Opinion: Perry Ellis picks perfect time to turn up aggressiveness

? Sitting at the same Sprint Center locker he used in the Big 12 tournament, Kansas University senior center Jeff Withey thought back to a play during the regular season. He couldn’t remember the game. He just remembered not liking the play. Freshman teammate Perry Ellis missed another short shot, frittering away another two points.

“I’m not a guy who is going to grab you by the neck or anything like that, but I was like, ‘Dunk the ball!’ I just got in his face and told him to be aggressive,” Withey said. “I think everybody on the team has done that with Perry at one time or another.”

Nobody knows an athlete’s talent level more deeply than a teammate who alternately shares the floor and battles against him daily in practice. Long before Ellis shocked the world by scoring 23 points against Iowa State in a Big 12 tournament semifinal, teammates knew he had serious ability. His most impressive athletic trait?

“The way that he runs,” Withey said. “He runs like a guard. He’s brought the ball up the court so many times in practice and even some in games. He’s just an athlete, and it’s annoying when he doesn’t put it into play.”

He’s putting it into play now, and as Withey said, “It couldn’t be at a more perfect time.”

Ellis, a 6-foot-8, 220-pound reserve power forward, led Wichita Heights to four consecutive state titles and set the City League career scoring record since broken by KU recruit Conner Frankamp. Often during the first few months of the season, Ellis looked like just another freshman struggling to find his way. He dunked the ball twice in his first 34 games, four times in the past two, during which he made 15 of 18 field-goal attempts and averaged 17.5 points and six rebounds.

Early in their KU careers, Marcus and Markieff Morris drew the ire of coach Bill Self for not dunking close shots, but in their case it was more a case of not wanting to exert the energy. In Ellis’ case, his mind was so cluttered with information he didn’t see the simple plays.

“The hardest part adjusting from high school to college was just mentally,” Ellis said. “It’s just a lot more. There are just a lot more details, a lot more specific details. It can be overwhelming as a freshman. Just getting over that was the best thing for me. You kind of get used to what you have to do and know what you have to do, and it makes you feel comfortable.”
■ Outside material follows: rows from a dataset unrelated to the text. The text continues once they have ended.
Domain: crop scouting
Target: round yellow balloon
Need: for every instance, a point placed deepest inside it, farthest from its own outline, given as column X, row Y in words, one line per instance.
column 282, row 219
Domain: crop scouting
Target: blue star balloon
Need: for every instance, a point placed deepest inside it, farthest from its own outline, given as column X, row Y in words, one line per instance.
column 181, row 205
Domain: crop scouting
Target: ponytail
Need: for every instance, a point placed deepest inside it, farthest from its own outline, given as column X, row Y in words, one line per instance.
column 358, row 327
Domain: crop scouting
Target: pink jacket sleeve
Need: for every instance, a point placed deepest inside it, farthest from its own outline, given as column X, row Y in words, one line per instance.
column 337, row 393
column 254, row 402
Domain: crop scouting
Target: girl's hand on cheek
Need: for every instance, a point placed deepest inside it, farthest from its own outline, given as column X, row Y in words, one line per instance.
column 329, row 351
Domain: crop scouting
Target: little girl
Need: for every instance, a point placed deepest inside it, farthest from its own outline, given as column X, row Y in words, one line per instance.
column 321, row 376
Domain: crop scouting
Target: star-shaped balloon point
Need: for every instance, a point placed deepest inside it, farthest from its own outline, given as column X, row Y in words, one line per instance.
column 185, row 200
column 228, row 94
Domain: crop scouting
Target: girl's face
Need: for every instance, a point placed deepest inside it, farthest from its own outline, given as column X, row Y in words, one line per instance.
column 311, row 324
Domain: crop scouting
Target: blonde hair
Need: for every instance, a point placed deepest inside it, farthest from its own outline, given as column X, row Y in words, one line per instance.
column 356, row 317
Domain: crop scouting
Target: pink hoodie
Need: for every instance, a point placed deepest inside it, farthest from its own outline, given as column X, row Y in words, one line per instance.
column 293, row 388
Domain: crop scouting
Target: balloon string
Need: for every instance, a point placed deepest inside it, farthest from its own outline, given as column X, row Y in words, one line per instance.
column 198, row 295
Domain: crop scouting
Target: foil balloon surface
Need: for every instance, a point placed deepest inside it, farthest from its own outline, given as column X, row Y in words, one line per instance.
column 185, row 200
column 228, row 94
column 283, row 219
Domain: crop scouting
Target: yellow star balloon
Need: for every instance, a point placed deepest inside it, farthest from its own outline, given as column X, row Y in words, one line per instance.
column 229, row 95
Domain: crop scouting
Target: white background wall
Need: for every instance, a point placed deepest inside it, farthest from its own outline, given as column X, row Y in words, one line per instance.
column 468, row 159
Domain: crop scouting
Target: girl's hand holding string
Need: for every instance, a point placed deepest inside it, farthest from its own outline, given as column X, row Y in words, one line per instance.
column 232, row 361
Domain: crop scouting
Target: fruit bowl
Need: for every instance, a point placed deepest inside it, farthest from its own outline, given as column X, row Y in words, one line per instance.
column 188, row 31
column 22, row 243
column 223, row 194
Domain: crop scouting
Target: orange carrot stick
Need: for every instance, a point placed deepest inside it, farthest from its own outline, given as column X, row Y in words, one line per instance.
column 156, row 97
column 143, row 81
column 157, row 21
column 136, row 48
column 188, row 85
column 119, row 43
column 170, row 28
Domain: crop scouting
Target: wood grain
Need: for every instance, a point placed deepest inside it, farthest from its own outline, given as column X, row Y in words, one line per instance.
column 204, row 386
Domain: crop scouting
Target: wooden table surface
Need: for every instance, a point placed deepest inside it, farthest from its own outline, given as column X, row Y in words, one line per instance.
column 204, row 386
Sophomore guard Naadir Tharpe is a year removed from his time as an overwhelmed freshman, and he has enjoyed watching Ellis come so far, so quickly.

“He wasn’t dunking as much as he should,” Tharpe said. “He would lay it up at times when we would prefer him to dunk it. I’m seeing him trying to dunk everything now, and that’s how he should be because he’s a great athlete, and he’s a great player.”
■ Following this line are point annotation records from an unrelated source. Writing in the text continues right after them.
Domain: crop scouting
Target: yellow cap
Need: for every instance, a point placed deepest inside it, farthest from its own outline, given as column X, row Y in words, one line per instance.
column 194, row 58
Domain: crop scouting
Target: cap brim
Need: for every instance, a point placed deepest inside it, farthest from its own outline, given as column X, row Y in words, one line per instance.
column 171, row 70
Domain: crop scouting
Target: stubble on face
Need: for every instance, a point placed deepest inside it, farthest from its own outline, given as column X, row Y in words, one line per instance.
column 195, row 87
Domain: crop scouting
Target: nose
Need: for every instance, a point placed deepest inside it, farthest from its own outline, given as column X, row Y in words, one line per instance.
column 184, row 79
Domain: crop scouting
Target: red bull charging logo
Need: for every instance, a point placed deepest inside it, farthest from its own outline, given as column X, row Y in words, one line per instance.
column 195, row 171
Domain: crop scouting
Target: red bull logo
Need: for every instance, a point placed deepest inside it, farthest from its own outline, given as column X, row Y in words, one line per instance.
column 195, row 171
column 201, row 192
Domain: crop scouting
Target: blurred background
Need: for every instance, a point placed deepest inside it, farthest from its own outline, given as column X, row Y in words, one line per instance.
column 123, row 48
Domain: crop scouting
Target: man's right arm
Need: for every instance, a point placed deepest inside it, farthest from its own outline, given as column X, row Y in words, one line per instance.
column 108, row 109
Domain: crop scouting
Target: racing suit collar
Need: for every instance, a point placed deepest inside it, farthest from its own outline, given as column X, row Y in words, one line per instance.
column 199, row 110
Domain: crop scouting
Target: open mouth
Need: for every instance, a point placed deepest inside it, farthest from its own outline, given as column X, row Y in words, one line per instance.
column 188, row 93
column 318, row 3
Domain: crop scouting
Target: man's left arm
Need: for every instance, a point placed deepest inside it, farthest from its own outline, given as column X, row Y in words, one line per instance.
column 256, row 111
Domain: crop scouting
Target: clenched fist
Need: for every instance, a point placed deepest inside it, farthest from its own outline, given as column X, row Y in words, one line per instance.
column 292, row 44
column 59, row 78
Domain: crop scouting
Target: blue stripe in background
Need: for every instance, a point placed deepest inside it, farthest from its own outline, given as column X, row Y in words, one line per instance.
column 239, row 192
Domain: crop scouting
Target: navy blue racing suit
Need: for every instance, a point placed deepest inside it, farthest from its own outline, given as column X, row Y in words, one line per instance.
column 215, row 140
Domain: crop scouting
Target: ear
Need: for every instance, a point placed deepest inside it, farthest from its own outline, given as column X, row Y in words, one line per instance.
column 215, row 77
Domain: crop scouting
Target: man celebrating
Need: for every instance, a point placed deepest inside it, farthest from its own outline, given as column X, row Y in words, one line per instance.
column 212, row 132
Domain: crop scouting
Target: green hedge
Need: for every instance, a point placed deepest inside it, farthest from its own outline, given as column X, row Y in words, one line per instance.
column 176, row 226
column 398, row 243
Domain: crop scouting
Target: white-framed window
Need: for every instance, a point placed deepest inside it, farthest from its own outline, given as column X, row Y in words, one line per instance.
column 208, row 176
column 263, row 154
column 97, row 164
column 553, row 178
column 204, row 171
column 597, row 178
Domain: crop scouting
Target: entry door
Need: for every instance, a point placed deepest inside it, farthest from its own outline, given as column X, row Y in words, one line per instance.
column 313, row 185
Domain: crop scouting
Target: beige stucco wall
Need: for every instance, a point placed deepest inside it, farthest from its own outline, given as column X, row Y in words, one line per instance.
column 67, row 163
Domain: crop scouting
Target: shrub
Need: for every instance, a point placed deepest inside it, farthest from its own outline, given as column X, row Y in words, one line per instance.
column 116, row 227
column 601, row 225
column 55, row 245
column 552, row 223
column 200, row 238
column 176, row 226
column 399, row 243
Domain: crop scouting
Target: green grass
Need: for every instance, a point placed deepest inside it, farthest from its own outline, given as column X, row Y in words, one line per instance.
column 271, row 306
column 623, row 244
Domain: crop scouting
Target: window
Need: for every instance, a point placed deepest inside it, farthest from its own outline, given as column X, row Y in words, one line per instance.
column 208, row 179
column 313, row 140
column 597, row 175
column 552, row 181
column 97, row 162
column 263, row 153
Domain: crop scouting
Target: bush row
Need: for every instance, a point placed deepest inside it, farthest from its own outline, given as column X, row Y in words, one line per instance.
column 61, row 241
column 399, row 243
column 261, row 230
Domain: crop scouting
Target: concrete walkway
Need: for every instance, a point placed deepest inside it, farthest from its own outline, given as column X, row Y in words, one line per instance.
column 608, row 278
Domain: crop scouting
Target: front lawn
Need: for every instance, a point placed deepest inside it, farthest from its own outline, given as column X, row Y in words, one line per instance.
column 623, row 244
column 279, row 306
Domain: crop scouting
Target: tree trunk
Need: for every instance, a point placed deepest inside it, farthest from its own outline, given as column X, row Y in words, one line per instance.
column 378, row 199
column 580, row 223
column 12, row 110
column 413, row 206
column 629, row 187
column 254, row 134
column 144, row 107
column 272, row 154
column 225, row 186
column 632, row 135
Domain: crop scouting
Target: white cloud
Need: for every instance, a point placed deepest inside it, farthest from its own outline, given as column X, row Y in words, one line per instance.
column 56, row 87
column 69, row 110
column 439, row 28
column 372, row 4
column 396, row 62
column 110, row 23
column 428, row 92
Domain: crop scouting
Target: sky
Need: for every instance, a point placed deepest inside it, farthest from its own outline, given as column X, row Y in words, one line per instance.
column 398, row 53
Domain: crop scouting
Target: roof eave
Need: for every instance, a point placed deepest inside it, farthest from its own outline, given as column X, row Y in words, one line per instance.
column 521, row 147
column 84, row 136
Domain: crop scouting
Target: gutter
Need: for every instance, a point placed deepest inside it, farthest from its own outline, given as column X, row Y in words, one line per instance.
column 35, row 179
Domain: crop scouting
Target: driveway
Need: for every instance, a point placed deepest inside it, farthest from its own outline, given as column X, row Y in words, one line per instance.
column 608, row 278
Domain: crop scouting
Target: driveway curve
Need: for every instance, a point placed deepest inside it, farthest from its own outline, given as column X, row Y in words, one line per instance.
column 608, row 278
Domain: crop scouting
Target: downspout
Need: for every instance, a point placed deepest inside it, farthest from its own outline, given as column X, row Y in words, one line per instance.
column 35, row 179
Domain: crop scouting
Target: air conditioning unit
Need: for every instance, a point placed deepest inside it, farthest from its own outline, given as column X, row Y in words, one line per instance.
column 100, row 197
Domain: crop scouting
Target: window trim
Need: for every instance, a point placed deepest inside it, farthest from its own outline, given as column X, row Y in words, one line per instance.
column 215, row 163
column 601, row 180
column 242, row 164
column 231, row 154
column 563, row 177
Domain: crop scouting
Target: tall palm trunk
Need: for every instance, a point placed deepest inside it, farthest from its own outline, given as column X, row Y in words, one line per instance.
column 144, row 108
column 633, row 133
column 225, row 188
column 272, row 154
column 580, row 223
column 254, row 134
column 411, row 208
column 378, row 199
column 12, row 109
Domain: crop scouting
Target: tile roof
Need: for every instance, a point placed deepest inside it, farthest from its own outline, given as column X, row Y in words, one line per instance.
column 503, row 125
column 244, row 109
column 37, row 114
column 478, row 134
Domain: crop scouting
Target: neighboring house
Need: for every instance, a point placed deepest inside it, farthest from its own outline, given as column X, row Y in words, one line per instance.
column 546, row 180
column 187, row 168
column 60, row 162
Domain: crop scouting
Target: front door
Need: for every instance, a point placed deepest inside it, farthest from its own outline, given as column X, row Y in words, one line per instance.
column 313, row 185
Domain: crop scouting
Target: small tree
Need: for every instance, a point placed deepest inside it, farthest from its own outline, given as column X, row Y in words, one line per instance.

Tharpe said he saw a change in Ellis in the practices leading up to the Big 12 tourney. Withey saw him begin to blossom then as well, but even at that Ellis exceeded Withey’s short-term expectations.
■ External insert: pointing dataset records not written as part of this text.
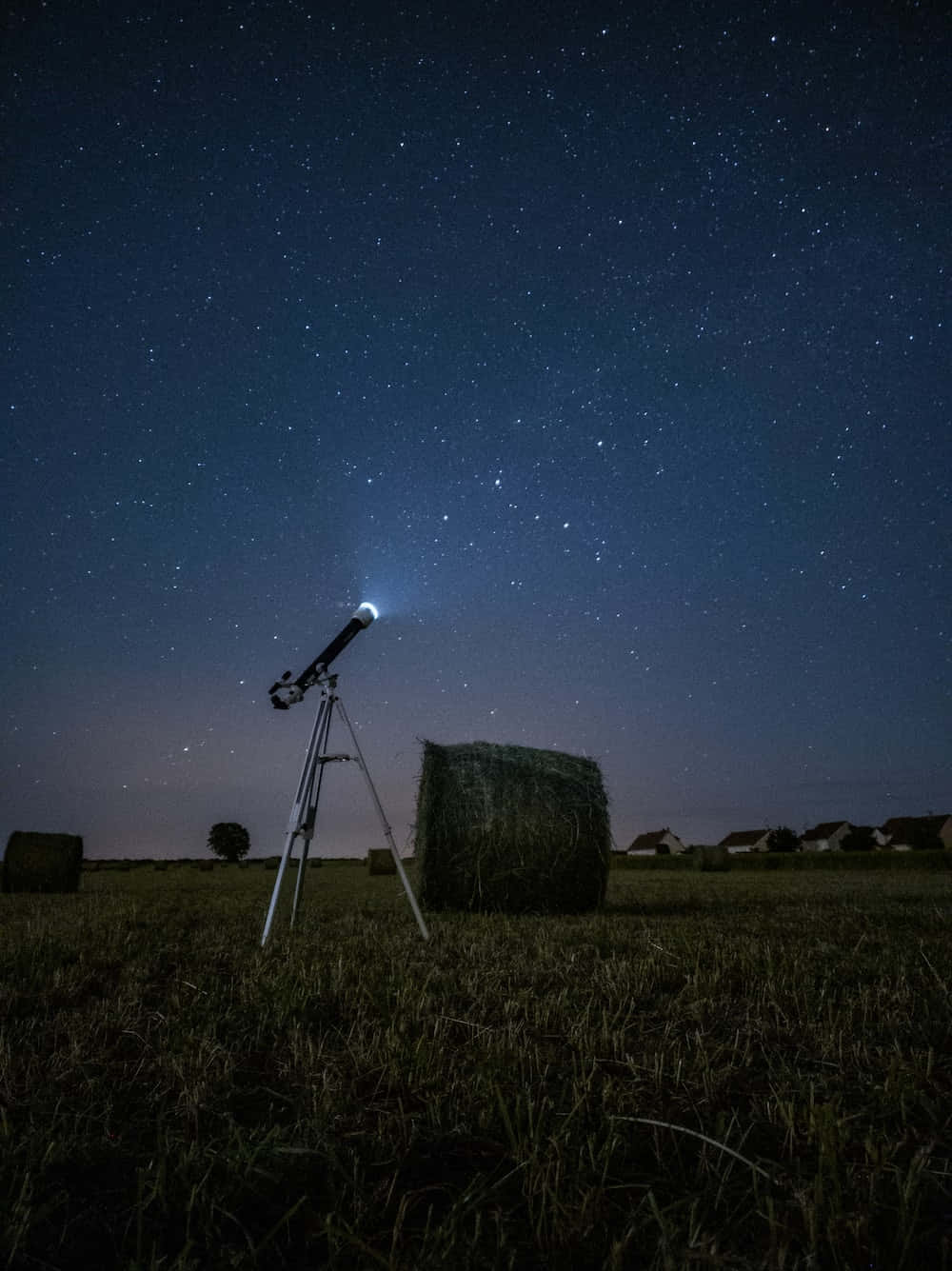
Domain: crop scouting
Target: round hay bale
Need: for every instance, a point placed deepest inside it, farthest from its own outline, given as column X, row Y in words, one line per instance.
column 380, row 861
column 42, row 862
column 511, row 829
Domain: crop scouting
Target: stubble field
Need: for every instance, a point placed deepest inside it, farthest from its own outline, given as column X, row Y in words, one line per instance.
column 720, row 1070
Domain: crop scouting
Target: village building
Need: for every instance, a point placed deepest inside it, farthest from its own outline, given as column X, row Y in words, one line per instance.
column 745, row 841
column 902, row 831
column 825, row 837
column 656, row 843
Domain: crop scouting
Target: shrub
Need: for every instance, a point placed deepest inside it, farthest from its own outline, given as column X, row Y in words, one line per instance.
column 228, row 841
column 782, row 838
column 511, row 829
column 42, row 862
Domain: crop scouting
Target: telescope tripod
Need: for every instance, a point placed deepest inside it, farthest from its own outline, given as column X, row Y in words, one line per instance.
column 306, row 806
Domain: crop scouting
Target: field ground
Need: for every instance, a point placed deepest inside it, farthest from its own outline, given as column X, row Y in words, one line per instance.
column 720, row 1070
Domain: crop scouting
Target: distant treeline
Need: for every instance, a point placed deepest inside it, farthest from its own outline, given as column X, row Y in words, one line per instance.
column 125, row 864
column 751, row 862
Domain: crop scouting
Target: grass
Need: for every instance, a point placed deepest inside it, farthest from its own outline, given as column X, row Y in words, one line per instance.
column 720, row 1070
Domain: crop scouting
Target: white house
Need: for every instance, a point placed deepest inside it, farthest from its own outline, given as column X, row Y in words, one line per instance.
column 902, row 831
column 825, row 837
column 745, row 841
column 656, row 843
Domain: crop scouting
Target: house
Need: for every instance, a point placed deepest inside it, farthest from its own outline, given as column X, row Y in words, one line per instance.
column 902, row 831
column 656, row 843
column 825, row 837
column 745, row 841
“He just started being more aggressive. You could see him going after the ball with two hands. He was getting more rebounds and stuff, but honestly it wasn’t until that breakout game that I saw him put everything into play, be ultra-aggressive, finally dunk the ball, do everything we wanted him to do early on,” Withey said. “It just clicked, I guess.”

So did the team.

Ellis explained the change by saying, “I’ve just been trying to get in the gym and working on really attacking the rim, and it’s really benefited me.”

Withey said he has seen Ellis getting used to finishing plays with dunks for the past couple of weeks, “and that’s why we’re seeing it more in games, just because when you do it all the time it doesn’t become a thought, it becomes a habit. You do have to put in a little extra effort to get up there and make sure you slam it down. The outcome is you get more energy because of it.”

Ellis is an intriguing prospect in that he brings a little bit of everything from the forward position, and he shared which former KU players’ games he has tried to model.

“I like the twins’ game,” he said, meaning Marcus and Markieff Morris. “I watched a lot of them when I was in high school.”

Ellis said he incorporated “short jump shots” into his game after watching them score so many points with them: “They really had a nice touch. That’s something I’ve really been working on since seeing them, and I feel like I have some of that.”

What else?

“When they had a bigger defender on them, they could pull it out and shoot some jump shots on him,” Ellis said. “When they had a smaller defender on them, they could take him to the hole and post up.”

And they came to appreciate the joy in dunking, as has Ellis to the benefit of his team’s hopes of winning a fourth NCAA Tournament.